Well, what do you know? Northern Rock, the first British lender to go completely pear-shaped and take a massive bail-out from the taxpayer, continued to make ‘risky’ loans after it was bailed out.

Yes, and so what? The National Audit Office says that an underprepared Treasury failed to properly assess risks, carry out its own due diligence or challenge overoptimistic business plans after nationalising the lender in February 2008.

Tory Edward Leigh, the chairman of Parliament’s public accounts select committee, is scathing about the Treasury’s failure to clamp down on the riskier loans.

In fact, everybody who should have noticed that something was wrong with a banking system that was more and more reliant on risky investments to deliver the massive returns that investors were demanding is now having a right old go at the government policy of trying to restart a burst bubble.

But, in a severely limited defence of the government, all of today’s critics were just as committed to the restart. Capitalism’s apologists couldn’t believe, at the start of the finance system’s collapse, that the merry-go-round was grinding to a halt, that the super-profits which the shareholders and speculators had been squeezing out of the system by trading on ever-riskier finance packages with the resulting ever-higher margins could ever end.

No-one comprehended, or wanted to admit, that capitalism had shot itself right in the foot.

But what else was Gordon Brown’s government to do? It was committed to the free market and the free market had, in its terms, delivered.

Growth had continued, profits had been pouring into the City, there had been enough cash about to keep paying working people just enough to keep them quiet, well, for most of the time.

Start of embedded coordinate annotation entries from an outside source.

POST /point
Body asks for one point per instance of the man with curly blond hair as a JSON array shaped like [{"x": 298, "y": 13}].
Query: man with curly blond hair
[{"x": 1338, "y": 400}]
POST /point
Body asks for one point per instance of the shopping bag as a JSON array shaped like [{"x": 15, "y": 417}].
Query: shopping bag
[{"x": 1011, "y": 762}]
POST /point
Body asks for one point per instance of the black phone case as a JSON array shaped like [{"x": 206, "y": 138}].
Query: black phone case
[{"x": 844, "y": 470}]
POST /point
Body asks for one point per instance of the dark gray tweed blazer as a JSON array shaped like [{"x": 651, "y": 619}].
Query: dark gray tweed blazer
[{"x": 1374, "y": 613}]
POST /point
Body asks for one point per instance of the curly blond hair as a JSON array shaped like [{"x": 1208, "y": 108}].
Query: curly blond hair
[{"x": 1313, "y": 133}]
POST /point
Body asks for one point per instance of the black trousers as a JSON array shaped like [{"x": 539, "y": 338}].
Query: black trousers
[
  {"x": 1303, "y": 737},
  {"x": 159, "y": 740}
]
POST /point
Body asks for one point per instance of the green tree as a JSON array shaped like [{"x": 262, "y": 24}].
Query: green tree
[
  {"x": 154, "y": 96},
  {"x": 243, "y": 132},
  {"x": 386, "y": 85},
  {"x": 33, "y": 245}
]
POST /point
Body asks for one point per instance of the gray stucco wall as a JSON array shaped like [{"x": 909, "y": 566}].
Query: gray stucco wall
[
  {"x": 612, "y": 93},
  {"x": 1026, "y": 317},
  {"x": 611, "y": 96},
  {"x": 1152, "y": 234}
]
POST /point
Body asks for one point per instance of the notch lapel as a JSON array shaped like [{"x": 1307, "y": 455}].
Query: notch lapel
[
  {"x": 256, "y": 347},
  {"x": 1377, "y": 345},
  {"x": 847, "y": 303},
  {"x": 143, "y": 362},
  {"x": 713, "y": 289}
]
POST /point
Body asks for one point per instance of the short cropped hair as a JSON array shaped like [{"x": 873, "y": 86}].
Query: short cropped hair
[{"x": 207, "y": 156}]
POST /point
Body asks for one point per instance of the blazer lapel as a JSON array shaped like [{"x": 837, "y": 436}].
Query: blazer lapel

And there was even sufficient surplus to prosecute the odd imperialist war and keep George W happy and onside. Tony Blair had managed to become a hero of the New American Century. Why couldn’t Gordon Brown get a slice of that action? Well, it was the economy, stupid. Capitalism ceased to trust itself.

The capitalists, whose fragile alliance is always based on self-interest, discovered that they really didn’t like or trust each other. And the whole operation went down the pan.

And what are we left with? Edward Leigh saying that Labour got it wrong and that the system would have been OK if only the government hadn’t trusted the banks which are the heart of their system.

Northern Rock, doing as it was told at the time and trying to continue a system which had failed, but to which there was no alternative, in the government’s limited view. The Lib Dems criticising, but only until their bluff was called. The Tories, attacking the new Labour policies that they have faithfully supported in Parliament.

And new Labour, which had put all its housing eggs into the owner-occupier basket but, at the same time, collaborated with bosses to keep wages rising at a slower rate than house prices.

To that end, they privatised social housing and demolished council building programmes to keep prices high enough to fund the housing association privateers.

What else could Mr Brown’s sell-out mates do?

Not a lot, really, unless they remembered and implemented the basic principle of a socialist economy – social provision for use, not for profit.

Mind you, that presumes that they knew it in the first place, and that is the most doubtful thing of all.